Besonders lesenswert die Übertragung dieser Fragen auf das hochsensible Kind (S. 28-29), in denen diese Grundanlage u.a. dadurch manifest wird, dass es Wettspielen und Konkurrenz weniger zugeneigt ist. "Das Kind mag Wettspiele nicht besonders, es tut sich in ihnen nicht hervor. Es geht ihm offenbar nicht darum, zu gewinnen oder zu dominieren." (S. 29)
Natürlich sind HSPs keine homogene Gruppe, sondern ebenso heterogen wie alle anderen, es gibt Mischformen (gefährlich unberechenbar und wellenreitend vor allem die Kombination als High Sensation Seekers) und nicht immer klare Abgrenzungen. Allen jedoch gemein ist die Tatsache, dass man der überempfindlichen Hinwendung nach Empfinden und Verstehen anderer die eigene Körperwahrnehmung geopfert hat. Genau hier setzt der Autor die Hilfe zur Selbsthilfe an, die ab Seite 68 (Die Eigene Wahrnehmung steuern lernen) und ab S. 109 (Leichter leben im Alltag) gibt.
"Hilfreich sind gerade für HSP Meditationsmethoden, die zur Erdung und energetischen Zentrierung beitragen. Wichtig ist es für HSP, den eigenen Körper nicht nur als Ort von Schmerzen, Schwäche und Schwere zu erleben, sondern die Energie, das Pulsieren des Lebens, den Atem und angenehme Muskelentspannung zu spüren und so den Zugang zur eigenen realen Kraft und Belastbarkeit zu finden und sie zu stärken." (S. 114) Unbedingt sollte man Sport, Bewegung und Natur in seinen Lebensablauf einbauen, die besten Stressabbauer überhaupt.
Jeden einzelnen der Hilfspunkte habe ich mit großem Interesse gelesen und vor allem die Einordnung bzw. Abgrenzung von HSPs bei üblichen therapeutischen Schubladisierungen (Süchte, Autismus, Borderline, ADS etc.). "Hohe Sensibilität ist eine Begabung und nicht etwas eine psychische Störung." Das Buch beschreibt diesen Typus nachvollziehbar klar, seine Hilfestellungen sind ebenso deutlich und relevant, kurzum hier liegt ein Buch vor, das wirklich eigene innere Prozesse sicht- und korrigierbar macht.
Spannend vor allem auch die Literaturliste, aus der ich als nächstes das Buch
Zart besaitet: Selbstverständnis, Selbstachtung und Selbsthilfe für hochempfindliche Menschen lesen werde.

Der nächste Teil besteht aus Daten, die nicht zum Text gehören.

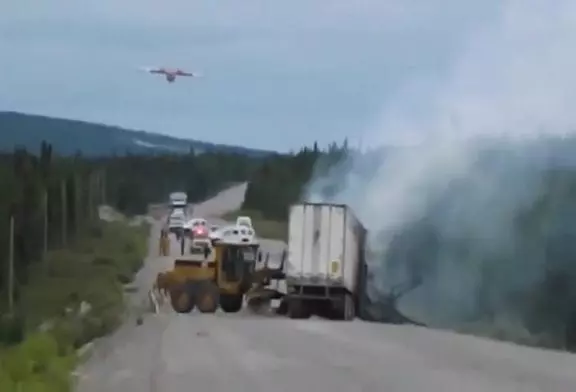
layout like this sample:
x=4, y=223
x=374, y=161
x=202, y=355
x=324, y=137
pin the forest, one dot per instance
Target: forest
x=518, y=272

Grundlegend scheint diese Publikation von Elaine N. Aron zu sein, die das Phänomen HSP zum ersten Mal beschrieb (Rolf Sellin lernte es über dieses Buch kennen):
Sind Sie hochsensibel? Wie Sie Ihre Empfindsamkeit erkennen, verstehen und nutzen Tatsächlich gibt es auch einen frühen Vorläufer (Schweiz, 1934) mit durchaus richtigen Hinweisen:
Der sensible Mensch : Psycholog. Ratschläge z. seiner Lebensführung.Sehr empfehlenswert.